Acentua-se que a nomocracia produz a “fúria legislativa”, em grande parte responsável pela crise numérica do processo judicial, eis que

o vezo de responder às ocorrências da vida em sociedade com (novas) normas, ao invés de, antese superiormente, analisar cumpridamente os fatos, em ordem a adotar providências idôneas e eficazes, acaba por frustrar as expectativas, porque a norma, isoladamente, desacompanhada de condutas concretas e apropriadas, não consegue alterar ou corrigir substancialmente a situação preexistente, quando não é clara em seu enunciado ou quando se sobrepõe ambiguamente a texto já em vigor (p.66).

Por isso, o subproduto da nomocracia contribui para a sobrecarga de demandas. No ponto, esta “normartização desmesurada se projeta em direção do Judiciário, pela óbvia razão de lhe caber a interpretação dos textos de regência, para aplicação aos casos concretos e final resolução das controvérsias” (p.68). Realmente,

quando o texto é deficiente, não apresentando clareza no enunciado, ou ainda quando vem a se justapor a outros preexistentes, delineia-se todo um ambiente obscuro que favorece a formação do conflito, o qual, se não resolvido suasoriamente, deflagrará (mais uma) lide judicial (p.72).
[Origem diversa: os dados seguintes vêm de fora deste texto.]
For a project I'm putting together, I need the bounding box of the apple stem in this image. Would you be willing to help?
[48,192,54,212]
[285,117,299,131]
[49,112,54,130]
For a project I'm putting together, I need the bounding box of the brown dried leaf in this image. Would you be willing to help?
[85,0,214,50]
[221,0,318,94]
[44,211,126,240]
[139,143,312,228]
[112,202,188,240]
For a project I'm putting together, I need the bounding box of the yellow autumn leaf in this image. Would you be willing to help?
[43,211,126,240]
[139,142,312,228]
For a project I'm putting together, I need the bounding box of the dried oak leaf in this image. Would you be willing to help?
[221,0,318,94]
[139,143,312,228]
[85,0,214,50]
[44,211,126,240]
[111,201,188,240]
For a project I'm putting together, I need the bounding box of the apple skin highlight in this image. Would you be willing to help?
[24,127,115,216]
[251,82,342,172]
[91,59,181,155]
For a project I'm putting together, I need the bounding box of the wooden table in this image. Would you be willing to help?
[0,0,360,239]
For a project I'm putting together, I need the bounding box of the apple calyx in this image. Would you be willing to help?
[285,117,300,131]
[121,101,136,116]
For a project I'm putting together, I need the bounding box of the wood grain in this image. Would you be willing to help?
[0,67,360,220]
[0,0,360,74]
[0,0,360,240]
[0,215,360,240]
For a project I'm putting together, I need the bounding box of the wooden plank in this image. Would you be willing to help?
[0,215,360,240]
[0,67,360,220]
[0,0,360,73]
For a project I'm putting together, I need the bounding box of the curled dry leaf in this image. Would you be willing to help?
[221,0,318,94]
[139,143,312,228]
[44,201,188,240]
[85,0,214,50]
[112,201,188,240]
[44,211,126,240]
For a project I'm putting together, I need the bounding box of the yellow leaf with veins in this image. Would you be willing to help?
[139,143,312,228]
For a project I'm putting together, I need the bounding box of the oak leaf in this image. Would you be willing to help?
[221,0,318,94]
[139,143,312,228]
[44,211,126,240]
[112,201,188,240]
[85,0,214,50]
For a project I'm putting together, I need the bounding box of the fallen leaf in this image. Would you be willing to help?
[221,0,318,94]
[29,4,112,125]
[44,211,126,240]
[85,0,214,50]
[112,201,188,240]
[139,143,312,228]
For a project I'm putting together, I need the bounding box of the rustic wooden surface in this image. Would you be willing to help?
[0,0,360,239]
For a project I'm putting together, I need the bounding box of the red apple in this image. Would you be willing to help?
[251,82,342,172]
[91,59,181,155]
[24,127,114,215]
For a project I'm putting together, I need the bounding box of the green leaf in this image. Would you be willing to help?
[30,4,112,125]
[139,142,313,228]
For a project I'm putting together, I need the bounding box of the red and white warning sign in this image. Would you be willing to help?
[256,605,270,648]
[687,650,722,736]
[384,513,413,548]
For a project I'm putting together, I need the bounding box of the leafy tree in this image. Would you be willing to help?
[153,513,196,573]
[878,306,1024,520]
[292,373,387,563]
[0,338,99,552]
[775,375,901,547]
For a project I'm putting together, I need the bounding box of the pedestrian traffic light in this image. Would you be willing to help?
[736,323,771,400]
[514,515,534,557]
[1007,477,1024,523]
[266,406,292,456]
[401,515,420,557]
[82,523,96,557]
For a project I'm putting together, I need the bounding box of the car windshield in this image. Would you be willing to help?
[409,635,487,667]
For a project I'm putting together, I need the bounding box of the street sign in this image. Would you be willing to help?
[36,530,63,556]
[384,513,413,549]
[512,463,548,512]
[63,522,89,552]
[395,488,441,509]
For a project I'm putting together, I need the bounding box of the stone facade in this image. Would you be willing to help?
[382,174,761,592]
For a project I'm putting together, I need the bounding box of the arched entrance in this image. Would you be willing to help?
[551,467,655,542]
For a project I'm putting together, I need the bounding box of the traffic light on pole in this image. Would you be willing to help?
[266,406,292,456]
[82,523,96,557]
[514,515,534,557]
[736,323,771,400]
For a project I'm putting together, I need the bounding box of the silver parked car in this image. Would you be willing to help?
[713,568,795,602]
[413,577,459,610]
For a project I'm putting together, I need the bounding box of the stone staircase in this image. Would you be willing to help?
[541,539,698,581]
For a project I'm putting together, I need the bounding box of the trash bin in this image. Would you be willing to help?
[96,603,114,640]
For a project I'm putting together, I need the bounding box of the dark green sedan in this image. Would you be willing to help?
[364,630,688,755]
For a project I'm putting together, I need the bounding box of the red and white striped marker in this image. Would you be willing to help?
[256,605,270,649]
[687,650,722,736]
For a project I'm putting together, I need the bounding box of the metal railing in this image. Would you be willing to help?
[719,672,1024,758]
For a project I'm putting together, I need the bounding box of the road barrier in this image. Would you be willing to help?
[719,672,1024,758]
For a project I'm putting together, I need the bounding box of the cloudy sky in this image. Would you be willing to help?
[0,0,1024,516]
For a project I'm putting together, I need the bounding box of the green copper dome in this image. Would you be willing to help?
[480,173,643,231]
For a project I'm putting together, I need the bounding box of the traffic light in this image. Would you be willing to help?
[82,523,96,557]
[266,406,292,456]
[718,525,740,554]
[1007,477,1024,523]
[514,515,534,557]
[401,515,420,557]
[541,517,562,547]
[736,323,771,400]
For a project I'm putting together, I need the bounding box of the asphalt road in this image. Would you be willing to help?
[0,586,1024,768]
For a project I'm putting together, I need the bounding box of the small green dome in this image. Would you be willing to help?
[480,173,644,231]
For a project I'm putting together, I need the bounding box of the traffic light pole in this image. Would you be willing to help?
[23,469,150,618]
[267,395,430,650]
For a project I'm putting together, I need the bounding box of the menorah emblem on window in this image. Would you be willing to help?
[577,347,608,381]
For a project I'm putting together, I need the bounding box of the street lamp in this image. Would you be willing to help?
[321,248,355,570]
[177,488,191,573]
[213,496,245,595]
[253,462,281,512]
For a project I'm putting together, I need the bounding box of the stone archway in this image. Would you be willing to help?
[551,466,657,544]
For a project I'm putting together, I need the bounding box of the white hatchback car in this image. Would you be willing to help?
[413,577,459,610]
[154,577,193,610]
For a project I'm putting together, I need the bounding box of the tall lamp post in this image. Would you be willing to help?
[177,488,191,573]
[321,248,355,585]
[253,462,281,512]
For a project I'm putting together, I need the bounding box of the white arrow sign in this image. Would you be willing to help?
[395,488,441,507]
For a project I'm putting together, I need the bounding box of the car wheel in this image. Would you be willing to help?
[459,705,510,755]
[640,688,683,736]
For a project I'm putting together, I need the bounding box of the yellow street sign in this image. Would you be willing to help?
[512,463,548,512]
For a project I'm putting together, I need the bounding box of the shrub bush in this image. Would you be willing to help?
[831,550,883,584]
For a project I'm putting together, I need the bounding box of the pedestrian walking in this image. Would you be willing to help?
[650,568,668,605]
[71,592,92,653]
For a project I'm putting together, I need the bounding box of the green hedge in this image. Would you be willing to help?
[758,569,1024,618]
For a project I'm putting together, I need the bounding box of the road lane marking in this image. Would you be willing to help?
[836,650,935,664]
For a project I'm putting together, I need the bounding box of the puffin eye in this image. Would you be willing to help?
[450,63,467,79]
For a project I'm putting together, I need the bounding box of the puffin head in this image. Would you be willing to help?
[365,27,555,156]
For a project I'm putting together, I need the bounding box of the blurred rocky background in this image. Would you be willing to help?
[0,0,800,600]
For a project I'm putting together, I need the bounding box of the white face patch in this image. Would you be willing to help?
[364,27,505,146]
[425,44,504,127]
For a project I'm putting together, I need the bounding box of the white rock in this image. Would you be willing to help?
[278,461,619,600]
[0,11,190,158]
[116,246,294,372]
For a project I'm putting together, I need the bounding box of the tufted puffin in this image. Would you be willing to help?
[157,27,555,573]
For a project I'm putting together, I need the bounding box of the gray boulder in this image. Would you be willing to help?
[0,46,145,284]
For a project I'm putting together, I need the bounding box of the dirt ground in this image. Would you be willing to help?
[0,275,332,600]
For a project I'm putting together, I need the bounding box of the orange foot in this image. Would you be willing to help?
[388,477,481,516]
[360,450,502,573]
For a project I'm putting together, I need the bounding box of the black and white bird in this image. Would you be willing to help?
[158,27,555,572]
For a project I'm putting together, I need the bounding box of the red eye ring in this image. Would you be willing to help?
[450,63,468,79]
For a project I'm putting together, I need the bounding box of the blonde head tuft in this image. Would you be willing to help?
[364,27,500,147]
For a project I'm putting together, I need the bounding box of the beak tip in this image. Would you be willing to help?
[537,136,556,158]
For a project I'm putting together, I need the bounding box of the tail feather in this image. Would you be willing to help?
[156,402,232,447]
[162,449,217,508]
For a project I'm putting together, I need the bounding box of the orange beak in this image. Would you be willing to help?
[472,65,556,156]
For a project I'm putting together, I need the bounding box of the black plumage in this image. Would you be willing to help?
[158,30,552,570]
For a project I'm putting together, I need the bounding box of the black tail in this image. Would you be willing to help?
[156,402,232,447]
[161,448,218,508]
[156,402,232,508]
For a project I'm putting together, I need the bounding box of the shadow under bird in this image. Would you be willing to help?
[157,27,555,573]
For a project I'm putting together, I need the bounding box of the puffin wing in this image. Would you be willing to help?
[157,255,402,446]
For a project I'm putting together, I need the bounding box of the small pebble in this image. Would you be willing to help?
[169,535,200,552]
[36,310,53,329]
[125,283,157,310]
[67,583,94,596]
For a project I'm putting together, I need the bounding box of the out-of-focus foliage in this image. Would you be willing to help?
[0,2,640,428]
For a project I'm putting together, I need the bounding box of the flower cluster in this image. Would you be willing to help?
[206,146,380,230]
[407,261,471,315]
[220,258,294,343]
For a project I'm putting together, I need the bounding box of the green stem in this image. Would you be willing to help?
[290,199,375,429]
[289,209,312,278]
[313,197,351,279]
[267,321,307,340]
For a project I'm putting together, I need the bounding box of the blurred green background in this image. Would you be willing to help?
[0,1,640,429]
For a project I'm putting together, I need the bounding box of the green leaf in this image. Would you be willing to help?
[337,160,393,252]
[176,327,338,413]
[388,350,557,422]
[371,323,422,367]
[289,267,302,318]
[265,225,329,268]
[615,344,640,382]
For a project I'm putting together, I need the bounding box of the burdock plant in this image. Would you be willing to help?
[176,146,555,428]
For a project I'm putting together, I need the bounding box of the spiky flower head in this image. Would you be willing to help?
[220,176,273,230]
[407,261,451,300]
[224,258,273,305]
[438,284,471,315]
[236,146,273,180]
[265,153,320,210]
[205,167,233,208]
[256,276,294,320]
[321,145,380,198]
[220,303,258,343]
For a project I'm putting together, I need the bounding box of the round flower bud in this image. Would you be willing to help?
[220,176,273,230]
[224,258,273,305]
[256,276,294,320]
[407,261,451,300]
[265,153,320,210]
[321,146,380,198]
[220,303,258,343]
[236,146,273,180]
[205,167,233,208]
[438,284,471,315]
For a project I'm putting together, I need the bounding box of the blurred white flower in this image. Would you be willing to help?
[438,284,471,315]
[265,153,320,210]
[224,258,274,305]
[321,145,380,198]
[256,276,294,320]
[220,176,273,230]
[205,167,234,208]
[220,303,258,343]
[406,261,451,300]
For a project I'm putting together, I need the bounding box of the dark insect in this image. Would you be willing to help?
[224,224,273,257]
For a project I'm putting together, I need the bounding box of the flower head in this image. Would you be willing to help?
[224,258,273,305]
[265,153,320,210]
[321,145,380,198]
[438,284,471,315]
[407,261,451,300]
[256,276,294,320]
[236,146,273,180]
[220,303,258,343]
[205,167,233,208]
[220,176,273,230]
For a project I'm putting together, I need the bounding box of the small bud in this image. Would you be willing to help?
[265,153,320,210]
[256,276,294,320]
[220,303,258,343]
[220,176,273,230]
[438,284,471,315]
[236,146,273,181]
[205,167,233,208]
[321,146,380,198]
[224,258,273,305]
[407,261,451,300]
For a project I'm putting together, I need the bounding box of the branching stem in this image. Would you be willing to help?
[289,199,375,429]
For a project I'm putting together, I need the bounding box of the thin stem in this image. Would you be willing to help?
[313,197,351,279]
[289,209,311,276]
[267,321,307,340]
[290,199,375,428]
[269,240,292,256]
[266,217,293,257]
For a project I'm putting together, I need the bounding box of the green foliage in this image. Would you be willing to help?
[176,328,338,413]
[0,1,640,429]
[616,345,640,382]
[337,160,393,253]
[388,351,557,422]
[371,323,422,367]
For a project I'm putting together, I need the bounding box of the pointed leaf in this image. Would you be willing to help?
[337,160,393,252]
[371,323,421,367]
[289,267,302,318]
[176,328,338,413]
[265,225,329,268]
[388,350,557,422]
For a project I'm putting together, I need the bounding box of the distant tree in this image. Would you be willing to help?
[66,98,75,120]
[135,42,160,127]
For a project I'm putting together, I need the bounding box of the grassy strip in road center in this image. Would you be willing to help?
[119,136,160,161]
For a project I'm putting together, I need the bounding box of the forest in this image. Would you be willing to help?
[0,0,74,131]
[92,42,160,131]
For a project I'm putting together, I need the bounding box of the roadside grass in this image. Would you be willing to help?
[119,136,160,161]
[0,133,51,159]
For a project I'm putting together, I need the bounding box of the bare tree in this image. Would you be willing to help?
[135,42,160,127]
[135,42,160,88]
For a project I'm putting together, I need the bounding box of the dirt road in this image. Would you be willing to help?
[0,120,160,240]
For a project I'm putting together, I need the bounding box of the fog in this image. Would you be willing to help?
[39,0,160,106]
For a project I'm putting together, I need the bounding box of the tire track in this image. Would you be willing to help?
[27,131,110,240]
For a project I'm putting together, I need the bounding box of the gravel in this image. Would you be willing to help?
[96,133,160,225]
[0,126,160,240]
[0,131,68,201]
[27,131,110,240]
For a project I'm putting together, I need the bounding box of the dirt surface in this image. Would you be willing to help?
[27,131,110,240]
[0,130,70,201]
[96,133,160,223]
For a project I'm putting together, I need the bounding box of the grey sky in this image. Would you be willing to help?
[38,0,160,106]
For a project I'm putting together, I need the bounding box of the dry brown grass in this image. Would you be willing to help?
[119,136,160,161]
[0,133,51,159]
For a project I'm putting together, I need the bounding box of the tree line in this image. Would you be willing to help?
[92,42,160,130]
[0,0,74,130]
Noutro giro, o autor passa a enfrentar o “demandismo judiciário excessivo” como concausa da crise numérica dos processos judiciais (p.53). De saída, afirma que após a Constituição de 1988, existe no inconsciente coletivo dos brasileiros a propensão a “repassar às mãos do Estado a tarefa e a responsabilidade de dirimir os conflitos, fazendo com que o Judiciário opere como um receptáculo imediato” (p.54), de forma que o processo judicial é visto como primeira e única saída, ao invés de ser utilizado como último recurso, quando infrutíferas as tentativas de solução “amigável” do conflito.

Assim, nesta cultura demandista, a pretexto de representar a manifestação da cidadania, desvirtua a utilização do Poder Judiciário pela população, que passa a enxergá-lo como “uma sorte de guichê universal de reclamações” (p.54).

  Ao invés de procurar solucionar os conflitos de forma extraprocessual, seja diretamente com a outra parte ou mediante auxílio de terceiro, promove-se “o ajuizamento pronto e imediato de qualquer interesse contrariado ou insatisfeito” (p.54).

Desta forma, observa-se que, em geral, existe na sociedade brasileira o comportamento que exaltação à cultura demandista, na qual existe a tendência a “supervalorizar a solução adjudicada estatal em detrimento de outros modos ‘não oficiais’ de resolução de conflitos, como se aquela fosse o ponto ótimo, o modus judicandi por excelência, e estes últimos devessem ficar relegados a um plano secundário” (p.58).

Ocorre que, além do “falacioso exercício de cidadania”, a cultura demandista que cultua a solução adjudicada de conflitos “promove o afastamento entre as partes, acirra os desentendimentos e estende o conflito a um ponto futuro indefinido, esgarçando o tecido social e sobrecarregando a justiça estatal” com a submissão de controvérsias que “antes e superiormente, poderiam e deveriam resolver-se em modo auto ou heterocompositivo” (p.59).

Por fim, o autor ressalta que o interesse, na qualidade de condição da ação do processo, deverá expressar o binômio de necessidade e adequação, o que aparenta ser incompatível com a manifestação da sistemática da cultura demandista, que “consiste na pronta e açodada judicialização de todo e qualquer conflito – numa sorte de terceirização do deslinde da controvérsia”, ao invés de prévia tentativa de soluções não-adjudicadas (p.62).